Kommentar: NRW als Gefahrenraum
: Sicherheit als Gaukelei

Sicherheit als Wahlkampfschlager – kaum eine Oppositionspartei möchte sich das entgehen lassen. Parteien, die keine Regierungsverantwortung tragen, können mit dem Ruf nach weiteren Terrorbekämpfungsmaßnahmen leicht punkten. Die Sorge um Leib und Leben treibt so ziemlich jeden um. In einer Gesellschaft, die immer weniger gemein hat, ist die Angst eine der großen Klammern. Mit dröhnenden Forderungen nach einer neuen „Sicherheitsarchitektur“ wird das gerne beantwortet. Auch die einst so um Bürgerrechte besorgten Liberalen erliegen jetzt dem Reflex der Besserwisser und Staatsverstärker.

Dabei lehren auch die grausigen Anschläge in Spanien, dass Terror so nicht auszuschließen ist. Auch dort, wo massivste Antiterrormaßnahmen zum Alltag gehören, können Unschuldige zum Opfer werden. Sicherheitsfanatiker werden sagen, gut um jeden Anschlag, der so verhindert wurde. Und wer könnte wiedersprechen?

Und doch muss die Gesellschaft gefragt werden und letztlich entscheiden, welchen Preis sie bereit ist zu bezahlen – für eine Sicherheit, die doch nur vorgegaukelt wird.

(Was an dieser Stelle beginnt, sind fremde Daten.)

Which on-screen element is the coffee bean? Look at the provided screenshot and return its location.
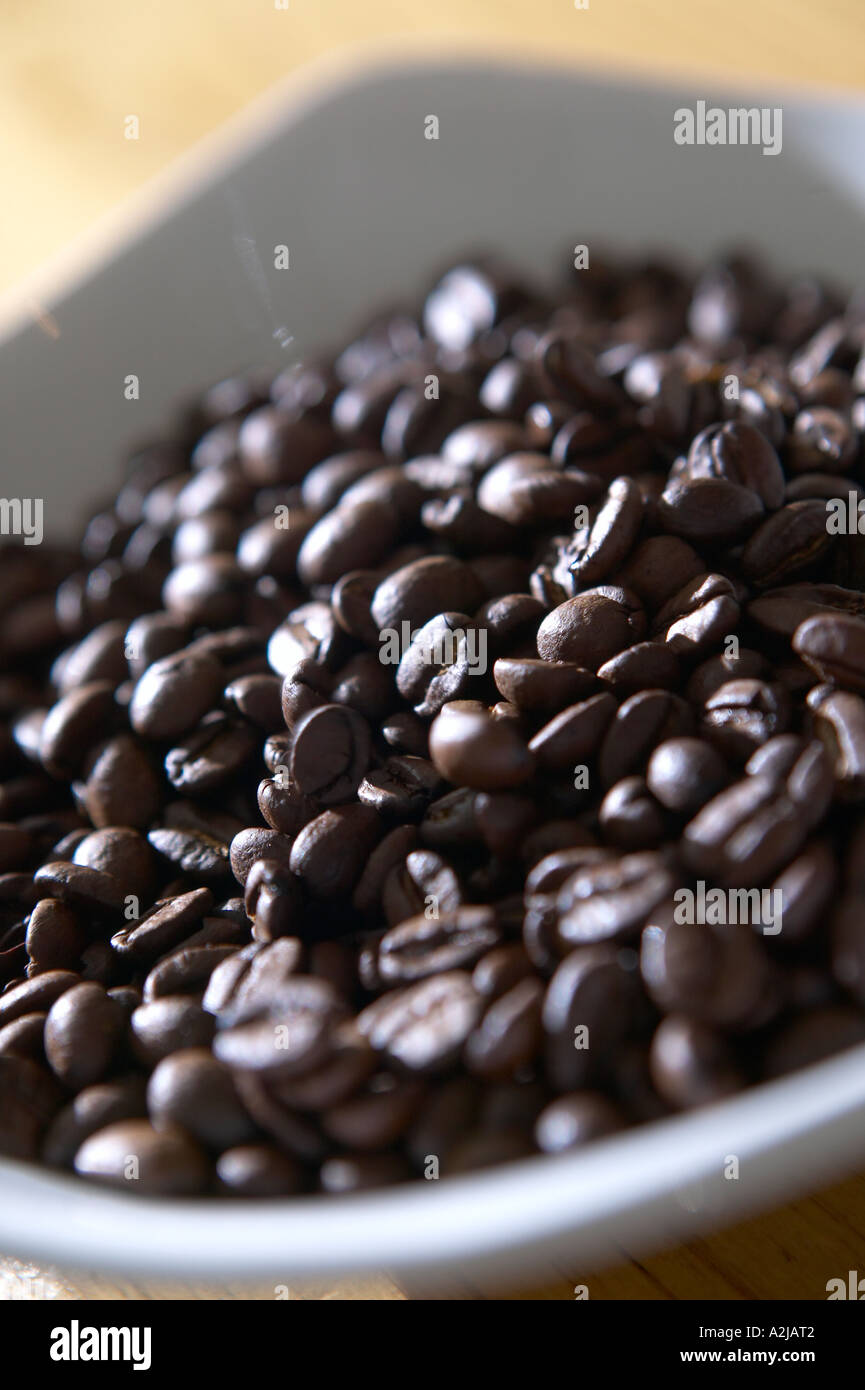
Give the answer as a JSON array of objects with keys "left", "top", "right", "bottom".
[
  {"left": 538, "top": 588, "right": 645, "bottom": 671},
  {"left": 371, "top": 556, "right": 483, "bottom": 632},
  {"left": 793, "top": 613, "right": 865, "bottom": 694},
  {"left": 42, "top": 1076, "right": 147, "bottom": 1168},
  {"left": 131, "top": 994, "right": 214, "bottom": 1068},
  {"left": 357, "top": 970, "right": 483, "bottom": 1074},
  {"left": 147, "top": 1048, "right": 254, "bottom": 1150},
  {"left": 534, "top": 1091, "right": 624, "bottom": 1154},
  {"left": 649, "top": 1013, "right": 741, "bottom": 1108},
  {"left": 289, "top": 705, "right": 370, "bottom": 806},
  {"left": 75, "top": 1120, "right": 210, "bottom": 1197},
  {"left": 289, "top": 805, "right": 381, "bottom": 898},
  {"left": 129, "top": 652, "right": 224, "bottom": 739},
  {"left": 216, "top": 1144, "right": 303, "bottom": 1197},
  {"left": 430, "top": 706, "right": 534, "bottom": 791},
  {"left": 0, "top": 1054, "right": 63, "bottom": 1158},
  {"left": 45, "top": 983, "right": 127, "bottom": 1091}
]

Übrigens: Dort in Europa, wo es eine traurige Terrortradition gibt, hat sich in der Bevölkerung längst eine Art Fatalismus breit gemacht. Oder, wie jetzt in Spanien, eine Kritik an einer herrschenden Politik, die globale Konflikte und Widersprüche einzig mit Gewalt zu beantworten sucht. Auch das ist eine Frage der Sicherheitsarchitektur – auch in Nordrhein-Westfalen.